As this happens, organizations and their leaders will need to adopt new workflows and rethink old behaviors. There are two common responses I get when I’m meeting with customers and talking about how to adopt new technologies. One is to complain about how the executive level isn’t up to speed on any of these possibilities, never mind how they would improve their company’s ability to respond to new requirements. This disconnect leads to uncomfortable discussions about future projects. The other response is that people are happy to speak with their leaders and stakeholders because they understand certain aspects of these technologies and the discussions around them. Most of the time, this common understanding results in a more technology-driven outcome.

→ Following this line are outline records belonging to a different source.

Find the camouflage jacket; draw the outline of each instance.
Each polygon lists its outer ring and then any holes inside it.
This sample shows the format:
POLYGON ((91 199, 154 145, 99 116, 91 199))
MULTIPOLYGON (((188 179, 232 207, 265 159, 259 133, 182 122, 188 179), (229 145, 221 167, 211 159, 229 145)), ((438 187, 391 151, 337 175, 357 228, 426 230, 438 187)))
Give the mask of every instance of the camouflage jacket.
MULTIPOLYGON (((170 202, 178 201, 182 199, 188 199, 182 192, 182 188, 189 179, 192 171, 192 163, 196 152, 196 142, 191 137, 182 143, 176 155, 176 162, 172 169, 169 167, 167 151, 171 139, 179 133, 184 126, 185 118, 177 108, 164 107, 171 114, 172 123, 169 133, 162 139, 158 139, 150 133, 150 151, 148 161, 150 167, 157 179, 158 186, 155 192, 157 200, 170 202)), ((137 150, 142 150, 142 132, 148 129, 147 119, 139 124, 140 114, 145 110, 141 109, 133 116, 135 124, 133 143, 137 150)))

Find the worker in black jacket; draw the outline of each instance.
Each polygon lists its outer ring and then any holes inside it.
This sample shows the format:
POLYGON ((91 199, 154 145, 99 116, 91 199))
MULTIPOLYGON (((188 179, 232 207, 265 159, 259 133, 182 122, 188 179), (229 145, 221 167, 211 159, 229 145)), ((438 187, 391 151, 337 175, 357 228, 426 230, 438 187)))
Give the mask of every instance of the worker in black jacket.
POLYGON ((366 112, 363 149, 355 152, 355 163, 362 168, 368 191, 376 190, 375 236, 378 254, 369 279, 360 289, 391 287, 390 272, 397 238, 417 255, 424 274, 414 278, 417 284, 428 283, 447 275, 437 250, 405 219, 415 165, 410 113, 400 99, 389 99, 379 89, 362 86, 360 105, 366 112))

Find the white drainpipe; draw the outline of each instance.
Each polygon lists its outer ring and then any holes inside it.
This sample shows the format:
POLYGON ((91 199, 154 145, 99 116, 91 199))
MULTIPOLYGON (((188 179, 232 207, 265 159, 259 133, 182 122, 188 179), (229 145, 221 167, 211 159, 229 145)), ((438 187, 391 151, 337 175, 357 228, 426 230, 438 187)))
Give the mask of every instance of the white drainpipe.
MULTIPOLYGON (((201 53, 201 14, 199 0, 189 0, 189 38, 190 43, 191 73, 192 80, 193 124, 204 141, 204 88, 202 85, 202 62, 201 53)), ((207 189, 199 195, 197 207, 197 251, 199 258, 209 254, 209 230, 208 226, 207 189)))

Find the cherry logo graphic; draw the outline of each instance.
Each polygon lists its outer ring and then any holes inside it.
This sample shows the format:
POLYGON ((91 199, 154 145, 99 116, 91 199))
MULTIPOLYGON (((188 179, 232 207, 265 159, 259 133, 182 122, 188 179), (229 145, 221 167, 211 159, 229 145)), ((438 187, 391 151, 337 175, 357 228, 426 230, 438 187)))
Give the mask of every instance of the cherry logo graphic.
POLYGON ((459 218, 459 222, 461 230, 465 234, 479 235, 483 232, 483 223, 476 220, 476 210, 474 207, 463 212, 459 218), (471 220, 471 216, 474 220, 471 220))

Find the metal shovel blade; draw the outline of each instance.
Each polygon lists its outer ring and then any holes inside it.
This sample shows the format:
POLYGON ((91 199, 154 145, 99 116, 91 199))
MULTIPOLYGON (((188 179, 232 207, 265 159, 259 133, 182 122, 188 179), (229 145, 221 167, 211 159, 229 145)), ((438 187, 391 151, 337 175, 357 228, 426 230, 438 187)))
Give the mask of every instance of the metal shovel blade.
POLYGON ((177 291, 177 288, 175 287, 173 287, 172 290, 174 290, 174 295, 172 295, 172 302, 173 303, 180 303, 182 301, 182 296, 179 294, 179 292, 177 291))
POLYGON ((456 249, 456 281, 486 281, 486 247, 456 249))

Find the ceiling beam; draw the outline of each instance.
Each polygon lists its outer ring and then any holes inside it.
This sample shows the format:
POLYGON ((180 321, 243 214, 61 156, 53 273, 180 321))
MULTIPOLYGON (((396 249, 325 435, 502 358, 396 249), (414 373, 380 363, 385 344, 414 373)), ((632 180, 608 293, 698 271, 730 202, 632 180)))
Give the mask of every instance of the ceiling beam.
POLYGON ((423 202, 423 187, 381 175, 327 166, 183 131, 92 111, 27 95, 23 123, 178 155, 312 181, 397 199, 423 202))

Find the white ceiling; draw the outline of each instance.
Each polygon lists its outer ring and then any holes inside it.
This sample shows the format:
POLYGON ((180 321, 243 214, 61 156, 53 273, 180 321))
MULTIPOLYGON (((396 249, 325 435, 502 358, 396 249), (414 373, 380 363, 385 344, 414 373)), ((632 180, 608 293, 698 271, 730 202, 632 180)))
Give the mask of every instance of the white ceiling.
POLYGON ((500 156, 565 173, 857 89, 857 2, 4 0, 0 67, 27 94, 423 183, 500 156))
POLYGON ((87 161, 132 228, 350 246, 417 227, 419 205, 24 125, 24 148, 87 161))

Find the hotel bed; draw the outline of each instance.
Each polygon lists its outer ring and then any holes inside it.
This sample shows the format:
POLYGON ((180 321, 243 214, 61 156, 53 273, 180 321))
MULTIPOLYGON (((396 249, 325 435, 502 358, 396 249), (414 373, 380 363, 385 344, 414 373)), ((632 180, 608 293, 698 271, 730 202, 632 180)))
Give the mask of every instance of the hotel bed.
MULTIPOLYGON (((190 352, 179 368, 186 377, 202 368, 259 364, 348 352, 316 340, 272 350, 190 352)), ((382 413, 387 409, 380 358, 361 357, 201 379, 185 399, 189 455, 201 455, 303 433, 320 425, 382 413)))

This need to adapt and rethink also applies to infrastructure transformation, which, while it can be easier to conceptualize, remains on ever-changing ground. As an infrastructure architect, I know how hard it was to talk about cloud with customers and executives. Today, however, the possibilities for implementing cloud resources, and the simplicity of obtaining them, make clear that rethinking resource management improves productivity. Those benefits, as well as the impact on the day-to-day business of many organizations, has drastically changed the ways people think about the cloud. VMware’s various options for running existing workloads on public clouds make it even easier to sell the benefits of cloud computing because organizations don’t have to wholly refactor applications or rip and replace technologies that still work in order to reap its benefits.

I think the next step is getting everyone from developers to executives up to speed on current technologies and trends up the stack—Kubernetes, DevSecOps, and microservices, to name a few. Once organizations embrace the concepts, get the right pieces in place, and hire for the right roles, they will reap numerous benefits. The organizations that take advantage of these shifts today will be much better positioned to keep up with whatever comes next tomorrow.